Виктор Иваныч, нахмурившись, внимательно смотрел на пациента.
— Несколько тостов, — покорно признался
больной и отвел взгляд.Доктор отчего-то бодро похлопал его по плечу, велел одеваться и вернулся за стол заполнять карту. Только спросил:
— Вам сорок шесть?
— Миновало.
Оба долго сидели молча.
— Завтра на анализы. Вот направления, — Виктор Иваныч подтолкнул пальцем стопку бумажек, покрытых ровным почерком. — Запишитесь у дежурной прямо сейчас. А потом в аптеку. Возьмите это, — он строго опустил ладонь на белоснежный бланк с латынью. — Три раза в день по две таблетки.
Пациент поерзал на стуле и робко спросил:
— Но ведь со мной ничего страшного? Все обойдется? Вы так спокойны — я волнуюсь. Ваше молчание ведь не означало…
— Нет. Не означало, — уже с улыбкой ответил ему доктор и с откровенной хитринкой оглядел больного: — Все в порядке, но вы, голубчик, небось пьете лишнее, а?
Пациент опять поерзал, сделал жест, похожий на отрицание, а после коротко сознался:
— Пью.
Но стал объяснять:
— Вы понимаете эту жизнь. Я служу в театре, мой дорогой. Это отношения, это эмоции, это постоянный стресс. Необходимы стимул, страсть, волнение! Мне начал тяжело даваться Гамлет… Я плохо воспринимаю Лаэрта, я не чувствую острия собственной шпаги… Я гибну, не имея на то естественных душевных причин…
Видно было, что он готов продолжать рассказ, но доктор не оказался расположен слушать. «Артист-артист» — убедился он и перебил:
— Так вот мой совет. Послушайте. Немедленно, слышите, немедля бросьте пить и я вам обещаю, что боли в печени тут же прекратятся, а зрение и слух восстановятся, — и с нажимом добавил: — Понятно?
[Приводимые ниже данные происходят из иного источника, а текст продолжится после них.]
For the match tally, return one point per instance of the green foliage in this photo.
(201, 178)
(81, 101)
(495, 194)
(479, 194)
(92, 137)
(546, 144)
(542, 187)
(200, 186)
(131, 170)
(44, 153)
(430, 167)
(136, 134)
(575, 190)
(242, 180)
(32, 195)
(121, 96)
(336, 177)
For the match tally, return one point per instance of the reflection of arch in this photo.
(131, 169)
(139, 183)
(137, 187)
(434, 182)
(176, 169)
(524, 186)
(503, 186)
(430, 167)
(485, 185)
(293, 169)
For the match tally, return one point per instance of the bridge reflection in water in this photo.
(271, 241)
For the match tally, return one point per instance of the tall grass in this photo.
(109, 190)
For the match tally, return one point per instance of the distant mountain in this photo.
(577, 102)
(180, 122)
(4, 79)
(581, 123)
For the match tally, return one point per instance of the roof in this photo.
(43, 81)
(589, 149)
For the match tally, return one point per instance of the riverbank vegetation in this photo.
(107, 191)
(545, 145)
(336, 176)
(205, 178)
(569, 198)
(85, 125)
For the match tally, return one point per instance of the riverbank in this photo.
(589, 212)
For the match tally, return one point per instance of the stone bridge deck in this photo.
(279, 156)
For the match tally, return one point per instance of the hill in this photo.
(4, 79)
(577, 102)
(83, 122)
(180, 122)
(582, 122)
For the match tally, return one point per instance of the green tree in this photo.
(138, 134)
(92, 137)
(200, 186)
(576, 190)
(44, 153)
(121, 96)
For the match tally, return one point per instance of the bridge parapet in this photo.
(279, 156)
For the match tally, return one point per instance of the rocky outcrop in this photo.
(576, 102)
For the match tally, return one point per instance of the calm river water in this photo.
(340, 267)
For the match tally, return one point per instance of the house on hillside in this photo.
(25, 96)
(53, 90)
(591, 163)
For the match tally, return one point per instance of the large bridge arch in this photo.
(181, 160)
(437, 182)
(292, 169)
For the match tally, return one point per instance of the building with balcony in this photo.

— Но может быть можно обойтись лечением? — настойчиво воскликнул пациент.
— Нельзя, — с легким раздражением парировал доктор. — Вам нужно расстаться с алкоголем.
Пациент вздохнул, поправил платок, откинул седеющую прядь волос и, вынув из кармана серьезную купюру, вежливо положил её перед Виктором Иванычем.
— Я вам обязан, очевидно. Примите. И скажите хотя бы, может быть это лишь временное?
— Что вы имеете ввиду? — опешил Виктор Иваныч.
— Помилуйте! Боли. Глаза. Ощущение глухоты.
Доктор одобрительно покосился на купюру и глянул в раскрытую карту больного:
Леопольд Германович, — он наклонился вперед и доверительно зашептал, — я скажу, как на духу. Резонно. Поскольку разговор у нас откровенный. Бросьте пить и к вам, я повторяю, вернутся зрение и слух. Непременно.
И подтолкнул на край стола рецепты.
Леопольд Германович, поджав губы с загадочной обидою, остался определённо недоволен. Наконец, смело, даже дерзко глянул на доктора, выпрямился, после чего небрежно толкнул рецепты обратно. Изящно проведя ладонью по волосам, он поднялся и прошествовал, поскрипывая чистыми сапогами к двери. Затем повернулся и, в ответ на удивленный взгляд, отчеканил:
— Я услышал ваш совет. Бросить вдохновение ради зрения и слуха? Немыслимо! Я служу Мельпомене и, поверьте, — он вскинул голову, — мне гораздо больше нравится то, что я пью, чем то, что вижу и слушаю. Честь имею.